Rarely have so many cameos been used so effectively. These range from a "Celebrity Boxing" match where Roberts is pummeled by "Webster" lead Emmanuel Lewis to a weekly poker match with fellow washed-up icons Barry Williams, Leif Garrett, Corey Feldman, Dustin Diamond and Danny Bonaduce. (Anybody else think this is an homage to the bridge game in "Sunset Boulevard" involving the spurned silent screen idols?)
Dickie Roberts: Former Child Star ** 1/2
David Spade stars as the washed-up title character in this merciless satire of the fleeting nature of fame. The comical casting of former child stars (Leif Garrett, Barry Williams, etc.) helps offset a dippy plot device about Dickie needing to hire a surrogate family to help him relive the childhood he never had.
Yes, the premise of an adult joining a family to relive one's childhood is ridiculous, but at least the execution of this dippy plot device is enjoyable. The casting helps ease the pain. As the mom, McCormack (best known for playing Howard Stern's wife in "Private Parts") projects the warmth and sincerity that her leading man often lacks.
And credit Spade and co-writer Fred Wolf ("Saturday Night Live") for generously giving his child co-stars some of the best lines.
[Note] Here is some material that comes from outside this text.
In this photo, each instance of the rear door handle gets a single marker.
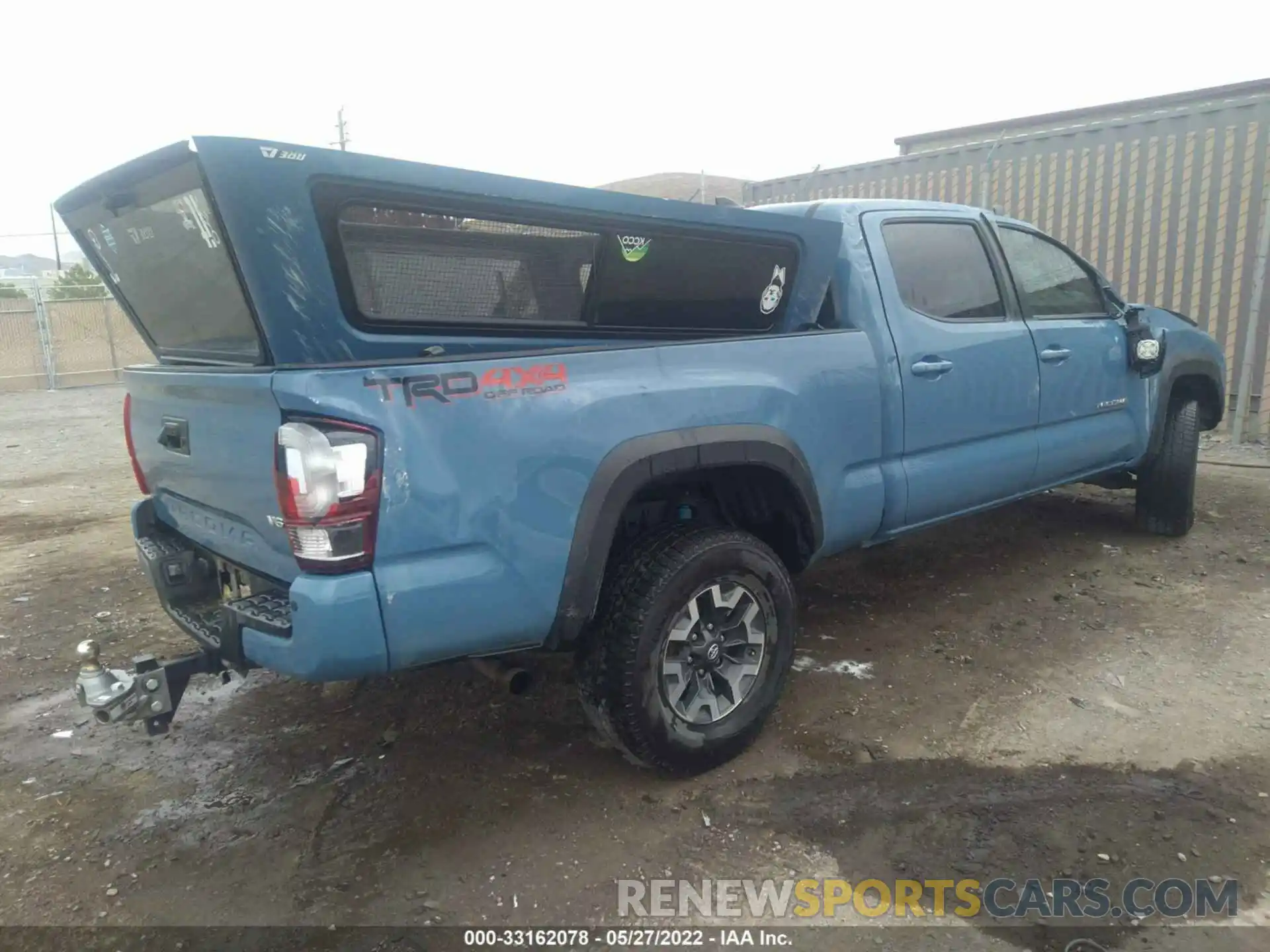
(931, 367)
The youngsters are especially funny when helping their adopted "brother" adjust to the inherent dangers of children's toys such as the Slip 'n Slide and Water Wiggle.
"Dickie Roberts" is easily the most satisfying of Spade's starring vehicles -- although with "Joe Dirt" and "Lost & Found" on a resume, that's hardly saying a lot.
At least the jokester finally has found a character to match his smarmy, pop-culture-obsessed personality.